So today I gave a presentation in a high school technology class. Ostensibly, I’m here to give a talk about Video Game Programming Careers. This should be easy right? For one thing, I know quite a bit about what video game companies look for and even what students think about as they consider CS as a major. But honestly as I prepped for this class I would have have much rather been teaching the Cook-Levin theorm, issues of explaining the entirely of a Theory of Computation course in one lecture notwithstanding.

Part of this was history: I wasn’t happy with the first version of my talk. That talk felt like I was doing a lot of talking at students, who, by their body language would rather be just about be anyplace than listening to me.
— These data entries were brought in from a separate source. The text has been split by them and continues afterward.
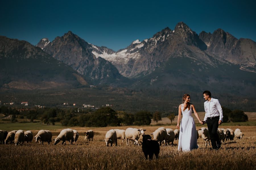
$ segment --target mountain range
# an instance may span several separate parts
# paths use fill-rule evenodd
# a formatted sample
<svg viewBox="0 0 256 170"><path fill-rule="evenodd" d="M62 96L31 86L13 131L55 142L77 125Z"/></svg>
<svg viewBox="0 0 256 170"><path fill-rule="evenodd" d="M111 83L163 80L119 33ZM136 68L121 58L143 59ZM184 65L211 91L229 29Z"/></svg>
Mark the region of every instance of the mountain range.
<svg viewBox="0 0 256 170"><path fill-rule="evenodd" d="M22 89L18 84L26 86L24 82L35 89L50 88L41 83L56 80L74 88L107 84L245 96L256 92L256 43L220 29L198 35L180 22L173 30L166 27L116 52L71 31L51 42L43 38L36 46L3 36L0 45L2 88Z"/></svg>

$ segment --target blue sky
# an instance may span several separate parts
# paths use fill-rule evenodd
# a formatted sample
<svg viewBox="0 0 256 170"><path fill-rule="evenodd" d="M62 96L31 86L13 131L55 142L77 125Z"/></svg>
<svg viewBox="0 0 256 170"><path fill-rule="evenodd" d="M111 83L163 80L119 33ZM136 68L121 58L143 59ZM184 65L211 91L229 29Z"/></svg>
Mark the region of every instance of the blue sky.
<svg viewBox="0 0 256 170"><path fill-rule="evenodd" d="M255 1L0 1L0 35L36 45L71 31L117 51L182 21L198 34L221 28L256 41Z"/></svg>

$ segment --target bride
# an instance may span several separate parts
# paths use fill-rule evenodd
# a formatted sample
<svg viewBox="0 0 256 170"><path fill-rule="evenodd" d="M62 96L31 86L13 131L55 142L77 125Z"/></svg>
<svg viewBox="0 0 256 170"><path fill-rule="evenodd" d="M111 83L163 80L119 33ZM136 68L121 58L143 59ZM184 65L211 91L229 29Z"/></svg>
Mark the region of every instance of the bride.
<svg viewBox="0 0 256 170"><path fill-rule="evenodd" d="M203 123L200 120L195 106L189 103L190 96L187 94L185 94L183 96L183 103L179 106L179 115L177 126L177 128L179 129L179 124L182 112L183 117L180 122L178 150L189 151L194 149L197 149L198 147L195 125L194 119L191 116L192 110L195 116L200 123L202 124Z"/></svg>

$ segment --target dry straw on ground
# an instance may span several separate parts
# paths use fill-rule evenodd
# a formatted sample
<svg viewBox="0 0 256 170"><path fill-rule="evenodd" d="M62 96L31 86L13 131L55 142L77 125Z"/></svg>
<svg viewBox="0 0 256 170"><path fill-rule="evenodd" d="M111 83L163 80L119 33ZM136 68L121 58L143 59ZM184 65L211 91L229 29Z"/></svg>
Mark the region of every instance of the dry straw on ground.
<svg viewBox="0 0 256 170"><path fill-rule="evenodd" d="M147 129L146 134L158 127L143 127ZM125 129L127 127L119 128ZM238 127L224 127L228 128L234 130ZM16 146L0 145L0 169L255 169L256 127L239 128L244 137L226 142L218 150L211 150L208 146L206 148L204 142L199 138L198 149L179 152L178 142L175 141L174 146L161 146L159 159L151 161L145 160L141 146L127 146L118 140L117 146L106 146L102 141L106 132L116 127L74 128L81 134L77 145L54 146L52 143L40 146L34 140L31 143ZM93 141L88 142L84 141L82 132L89 129L96 134ZM53 131L53 139L60 130ZM34 131L34 134L37 131Z"/></svg>

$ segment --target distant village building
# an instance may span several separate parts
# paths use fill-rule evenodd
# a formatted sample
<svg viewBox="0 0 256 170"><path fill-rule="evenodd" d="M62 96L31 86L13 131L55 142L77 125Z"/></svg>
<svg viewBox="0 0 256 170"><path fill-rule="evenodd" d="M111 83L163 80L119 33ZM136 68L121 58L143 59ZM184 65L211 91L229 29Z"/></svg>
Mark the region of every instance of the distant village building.
<svg viewBox="0 0 256 170"><path fill-rule="evenodd" d="M84 104L83 105L83 106L84 106L84 107L91 107L91 106L90 105L86 105L85 104Z"/></svg>
<svg viewBox="0 0 256 170"><path fill-rule="evenodd" d="M28 106L28 103L27 101L22 101L21 102L22 105L24 105L25 106Z"/></svg>

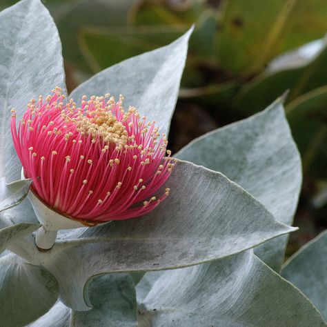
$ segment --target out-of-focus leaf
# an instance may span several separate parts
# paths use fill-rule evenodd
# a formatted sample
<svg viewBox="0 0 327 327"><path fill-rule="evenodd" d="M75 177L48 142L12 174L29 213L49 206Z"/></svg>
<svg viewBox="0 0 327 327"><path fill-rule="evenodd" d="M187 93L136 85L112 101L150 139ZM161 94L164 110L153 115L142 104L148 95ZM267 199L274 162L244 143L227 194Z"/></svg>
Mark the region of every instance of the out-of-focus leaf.
<svg viewBox="0 0 327 327"><path fill-rule="evenodd" d="M16 206L27 195L32 179L21 179L9 184L0 177L0 212Z"/></svg>
<svg viewBox="0 0 327 327"><path fill-rule="evenodd" d="M172 42L186 30L185 26L87 28L79 33L79 44L90 67L97 72Z"/></svg>
<svg viewBox="0 0 327 327"><path fill-rule="evenodd" d="M141 115L155 120L168 133L185 65L192 28L165 47L140 54L97 74L72 91L76 101L82 95L122 94L125 108L136 107Z"/></svg>
<svg viewBox="0 0 327 327"><path fill-rule="evenodd" d="M69 3L56 14L65 60L73 67L88 71L78 46L78 31L85 27L123 26L133 0L79 0Z"/></svg>
<svg viewBox="0 0 327 327"><path fill-rule="evenodd" d="M257 197L279 221L290 225L301 188L301 162L281 100L262 112L211 132L176 155L220 171ZM255 252L279 270L287 237Z"/></svg>
<svg viewBox="0 0 327 327"><path fill-rule="evenodd" d="M58 297L58 284L41 267L8 255L0 259L1 326L26 326L44 315Z"/></svg>
<svg viewBox="0 0 327 327"><path fill-rule="evenodd" d="M306 66L319 54L324 48L324 39L320 39L283 53L269 62L266 70L271 73L283 69Z"/></svg>
<svg viewBox="0 0 327 327"><path fill-rule="evenodd" d="M228 105L239 87L237 81L228 81L203 88L181 88L179 97L190 99L202 106Z"/></svg>
<svg viewBox="0 0 327 327"><path fill-rule="evenodd" d="M30 99L54 86L64 89L65 77L57 28L39 0L0 12L0 177L10 182L20 179L21 169L11 141L10 110L20 119Z"/></svg>
<svg viewBox="0 0 327 327"><path fill-rule="evenodd" d="M327 177L327 86L297 97L286 106L306 175Z"/></svg>
<svg viewBox="0 0 327 327"><path fill-rule="evenodd" d="M217 55L222 67L236 74L261 71L275 55L327 30L324 0L225 1L223 6Z"/></svg>
<svg viewBox="0 0 327 327"><path fill-rule="evenodd" d="M92 309L73 311L58 301L30 327L134 327L137 323L135 289L128 275L98 277L88 287Z"/></svg>
<svg viewBox="0 0 327 327"><path fill-rule="evenodd" d="M310 301L250 250L165 272L142 306L150 324L140 327L326 326Z"/></svg>
<svg viewBox="0 0 327 327"><path fill-rule="evenodd" d="M84 285L95 275L197 264L295 230L237 184L203 167L177 161L165 187L170 195L142 218L72 230L46 252L36 248L32 236L10 250L49 270L66 305L86 310Z"/></svg>
<svg viewBox="0 0 327 327"><path fill-rule="evenodd" d="M285 264L281 276L298 287L327 320L327 232L306 244Z"/></svg>
<svg viewBox="0 0 327 327"><path fill-rule="evenodd" d="M215 13L210 10L204 12L197 22L190 40L192 54L201 57L204 61L212 56L216 32L217 19Z"/></svg>
<svg viewBox="0 0 327 327"><path fill-rule="evenodd" d="M288 89L290 90L288 100L294 100L299 95L326 85L326 71L327 37L320 50L302 61L300 66L268 70L248 83L237 95L234 106L243 113L251 115Z"/></svg>

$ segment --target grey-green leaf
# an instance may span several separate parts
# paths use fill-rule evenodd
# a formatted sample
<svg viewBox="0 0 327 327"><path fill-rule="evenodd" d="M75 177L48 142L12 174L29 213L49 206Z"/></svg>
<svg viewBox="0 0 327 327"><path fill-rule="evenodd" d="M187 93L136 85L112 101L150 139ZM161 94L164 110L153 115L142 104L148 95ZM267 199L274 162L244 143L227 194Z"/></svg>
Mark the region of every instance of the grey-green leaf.
<svg viewBox="0 0 327 327"><path fill-rule="evenodd" d="M0 212L21 202L27 195L32 179L21 179L8 184L0 177Z"/></svg>
<svg viewBox="0 0 327 327"><path fill-rule="evenodd" d="M298 287L327 320L327 231L295 253L281 275Z"/></svg>
<svg viewBox="0 0 327 327"><path fill-rule="evenodd" d="M95 275L197 264L295 230L237 184L203 167L178 161L166 187L168 198L142 218L72 231L44 253L32 239L11 248L57 278L66 305L86 310L83 287Z"/></svg>
<svg viewBox="0 0 327 327"><path fill-rule="evenodd" d="M83 95L109 92L117 99L121 94L126 108L136 107L141 115L157 121L161 132L168 134L192 31L168 46L103 70L77 88L70 97L79 101Z"/></svg>
<svg viewBox="0 0 327 327"><path fill-rule="evenodd" d="M310 301L252 250L165 272L141 308L153 327L326 326Z"/></svg>
<svg viewBox="0 0 327 327"><path fill-rule="evenodd" d="M46 313L58 296L53 277L19 257L0 259L0 317L1 326L26 326Z"/></svg>
<svg viewBox="0 0 327 327"><path fill-rule="evenodd" d="M137 306L132 278L126 274L97 277L88 287L92 309L73 311L57 302L30 327L135 327Z"/></svg>
<svg viewBox="0 0 327 327"><path fill-rule="evenodd" d="M176 157L221 172L258 199L279 221L292 224L301 188L301 161L281 100L248 119L199 137ZM283 236L255 252L279 270L286 242Z"/></svg>
<svg viewBox="0 0 327 327"><path fill-rule="evenodd" d="M11 141L10 110L21 118L32 98L65 88L57 28L39 0L22 0L0 12L0 177L19 179L19 160Z"/></svg>

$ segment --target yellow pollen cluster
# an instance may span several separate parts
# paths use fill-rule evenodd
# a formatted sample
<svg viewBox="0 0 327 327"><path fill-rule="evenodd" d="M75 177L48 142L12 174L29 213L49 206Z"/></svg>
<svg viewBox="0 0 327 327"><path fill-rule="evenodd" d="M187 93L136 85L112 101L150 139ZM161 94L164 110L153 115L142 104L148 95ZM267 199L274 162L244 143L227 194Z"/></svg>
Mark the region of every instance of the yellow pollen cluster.
<svg viewBox="0 0 327 327"><path fill-rule="evenodd" d="M127 143L128 132L125 126L105 108L98 108L89 114L90 118L81 116L77 121L77 130L81 134L100 137L105 142L112 142L121 147Z"/></svg>
<svg viewBox="0 0 327 327"><path fill-rule="evenodd" d="M103 100L108 97L109 95L105 97L92 96L88 101L86 101L86 97L83 96L82 102L85 104L87 115L81 109L77 108L73 101L70 101L68 112L63 111L61 116L67 123L74 123L77 126L77 130L82 135L91 136L92 143L99 137L106 143L116 144L121 150L127 144L128 133L123 123L117 121L111 111L115 105L115 99L110 97L103 106ZM88 110L91 106L94 107L93 109ZM122 107L119 110L125 113ZM70 136L66 134L66 139Z"/></svg>

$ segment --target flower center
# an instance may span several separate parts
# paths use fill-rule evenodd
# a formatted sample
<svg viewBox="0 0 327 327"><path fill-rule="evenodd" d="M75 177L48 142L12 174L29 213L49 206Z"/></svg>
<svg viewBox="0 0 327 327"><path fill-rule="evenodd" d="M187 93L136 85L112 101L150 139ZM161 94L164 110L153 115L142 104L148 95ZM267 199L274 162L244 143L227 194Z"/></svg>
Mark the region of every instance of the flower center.
<svg viewBox="0 0 327 327"><path fill-rule="evenodd" d="M127 143L128 132L125 126L117 121L110 111L99 108L81 115L77 121L77 131L90 135L93 139L101 137L105 142L112 142L123 146Z"/></svg>
<svg viewBox="0 0 327 327"><path fill-rule="evenodd" d="M74 103L70 103L68 106L68 112L63 111L61 115L66 122L76 125L77 132L82 135L90 135L93 141L100 138L106 143L115 143L118 148L122 149L127 144L128 133L123 124L112 113L113 107L116 106L113 98L110 98L103 106L105 99L108 96L93 96L88 101L83 99L82 108L79 109ZM119 110L123 112L122 107Z"/></svg>

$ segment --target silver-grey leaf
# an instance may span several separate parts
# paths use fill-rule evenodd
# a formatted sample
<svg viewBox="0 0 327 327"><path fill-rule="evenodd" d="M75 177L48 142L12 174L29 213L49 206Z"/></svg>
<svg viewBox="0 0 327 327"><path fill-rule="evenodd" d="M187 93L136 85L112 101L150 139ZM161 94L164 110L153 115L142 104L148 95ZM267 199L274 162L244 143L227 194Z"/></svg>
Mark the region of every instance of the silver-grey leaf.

The new version of the class, I added some question-and-response and a few funny visuals (CS job themed superheros: cheezy? absolutely…but I’m happy to be silly in the service of getting students to remember what they need to). And it even worked, sort of. Students seemed more engaged, actually answered my questions correctly, and by the end of things 50% of the seemed to be paying attention. Which is much worse than I usually do, but better than I did. But I still felt overall unhappy.

A student response resonated with me…I was talking about math, and I (somehow) mentioned that CS uses discrete math which is different than what you usually study. I got a bunch of student comments about that, trying to understand what the difference was (self note: I need a cool way to explain the difference!). That sort of summed up the talk: telling the students that CS was cool without actually showing them cool things about CS. I should have gone through one of Mark’s Media Computation examples, or come up with my own that illustrated and showed them a little programming, or algorithms, or something.

Anyways, live and learn. It was an OK talk and I think if I had to do it again it could actually be a pretty good talk.